Another major area of divergence concerns the pharmacological approach. The ESC/EAS guideline continues to advocate for a rapid intensification strategy aimed at achieving LDL-C targets as early as possible, often recommending combination therapy upfront in high-risk patients. In contrast, the ACC/AHA guideline generally supports a stepwise intensification, starting with statins and progressively adding ezetimibe, PCSK9 (proprotein convertase subtilizing/kexin type 9) inhibitors, or newer agents such as bempedoic acid or inclisiran when needed (Table 2).

The American document also provides a more detailed framework for emerging therapies, including inclisiran and novel agents, integrating them into specific clinical scenarios such as severe hypercholesterolemia or statin intolerance.

The management of special populations further highlights differences between the two approaches. The ESC/EAS guideline includes dedicated sections in patients with conditions such as HIV infection or cancer, emphasizing tailored lipid management in these groups. The ACC/AHA guideline expands this concept, providing more granular recommendations across a broader range of populations, including pregnancy, chronic kidney disease, and subclinical atherosclerosis.

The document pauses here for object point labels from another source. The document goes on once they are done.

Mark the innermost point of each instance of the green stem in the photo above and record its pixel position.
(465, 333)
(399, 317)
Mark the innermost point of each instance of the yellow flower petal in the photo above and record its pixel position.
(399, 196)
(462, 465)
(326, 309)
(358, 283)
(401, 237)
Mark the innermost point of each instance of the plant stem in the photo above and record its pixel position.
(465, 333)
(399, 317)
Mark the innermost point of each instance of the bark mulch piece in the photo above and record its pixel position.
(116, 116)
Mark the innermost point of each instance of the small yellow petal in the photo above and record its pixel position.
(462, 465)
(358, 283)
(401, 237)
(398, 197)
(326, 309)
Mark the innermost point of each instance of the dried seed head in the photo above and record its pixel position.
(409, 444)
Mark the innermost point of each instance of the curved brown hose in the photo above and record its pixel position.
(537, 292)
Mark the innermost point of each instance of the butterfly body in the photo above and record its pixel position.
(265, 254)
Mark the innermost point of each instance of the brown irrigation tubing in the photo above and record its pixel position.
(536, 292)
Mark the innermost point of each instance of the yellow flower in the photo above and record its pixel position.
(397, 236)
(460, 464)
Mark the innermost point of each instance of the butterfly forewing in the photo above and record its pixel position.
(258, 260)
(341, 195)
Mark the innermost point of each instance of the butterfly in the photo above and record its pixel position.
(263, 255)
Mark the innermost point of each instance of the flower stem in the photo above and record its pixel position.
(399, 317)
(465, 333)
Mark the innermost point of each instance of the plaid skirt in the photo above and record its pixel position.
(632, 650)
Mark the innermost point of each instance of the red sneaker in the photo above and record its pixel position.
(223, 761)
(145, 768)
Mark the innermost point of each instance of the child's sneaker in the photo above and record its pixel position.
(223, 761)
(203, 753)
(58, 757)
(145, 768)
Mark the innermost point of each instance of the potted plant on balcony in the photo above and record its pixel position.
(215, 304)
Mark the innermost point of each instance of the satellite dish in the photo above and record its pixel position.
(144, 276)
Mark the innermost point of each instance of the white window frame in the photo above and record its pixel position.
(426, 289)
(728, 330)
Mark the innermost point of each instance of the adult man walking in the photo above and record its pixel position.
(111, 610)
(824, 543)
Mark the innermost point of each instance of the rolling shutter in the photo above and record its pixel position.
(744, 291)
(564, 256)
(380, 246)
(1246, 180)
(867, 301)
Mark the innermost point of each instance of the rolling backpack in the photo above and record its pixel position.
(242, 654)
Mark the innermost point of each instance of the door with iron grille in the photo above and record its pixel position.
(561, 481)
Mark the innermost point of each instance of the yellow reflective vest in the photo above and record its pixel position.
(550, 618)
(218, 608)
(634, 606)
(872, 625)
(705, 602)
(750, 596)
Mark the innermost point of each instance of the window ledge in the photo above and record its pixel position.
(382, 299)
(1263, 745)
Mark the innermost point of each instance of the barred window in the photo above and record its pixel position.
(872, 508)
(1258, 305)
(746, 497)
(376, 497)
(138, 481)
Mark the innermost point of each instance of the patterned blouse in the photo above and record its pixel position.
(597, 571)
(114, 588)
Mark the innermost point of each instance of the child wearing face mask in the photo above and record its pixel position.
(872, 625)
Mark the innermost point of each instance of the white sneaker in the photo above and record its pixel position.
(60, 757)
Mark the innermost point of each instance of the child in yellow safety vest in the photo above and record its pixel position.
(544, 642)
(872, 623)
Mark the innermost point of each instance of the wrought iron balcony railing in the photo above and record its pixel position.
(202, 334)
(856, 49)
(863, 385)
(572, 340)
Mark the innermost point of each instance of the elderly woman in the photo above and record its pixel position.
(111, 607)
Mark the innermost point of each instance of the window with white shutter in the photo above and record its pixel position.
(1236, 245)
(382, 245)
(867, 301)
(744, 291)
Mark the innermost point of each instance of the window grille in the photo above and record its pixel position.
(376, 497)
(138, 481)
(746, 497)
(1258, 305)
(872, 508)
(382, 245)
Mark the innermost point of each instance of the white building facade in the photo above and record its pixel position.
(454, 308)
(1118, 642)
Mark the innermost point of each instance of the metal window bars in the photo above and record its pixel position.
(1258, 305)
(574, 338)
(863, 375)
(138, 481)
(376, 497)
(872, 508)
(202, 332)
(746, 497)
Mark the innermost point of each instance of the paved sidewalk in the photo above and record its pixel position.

Finally, both guidelines underline the importance of lifestyle interventions, although the American document provides a more structured and detailed framework, including explicit recommendations on dietary patterns, referral to dietitians, and long-term behavioral strategies. These recommendations are consistent with previous findings demonstrating that both intensive lipid-lowering strategies and personalized treatment pathways can be effective when appropriately applied in clinical practice (5).

In conclusion, while the ESC/EAS 2025 and ACC/AHA 2026 guidelines share the common goal of reducing atherosclerotic cardiovascular risk through lipid lowering, they differ in several key aspects. The European approach remains strongly target-oriented and aggressive, whereas the American guideline adopts a more personalized, risk-based, and stepwise strategy.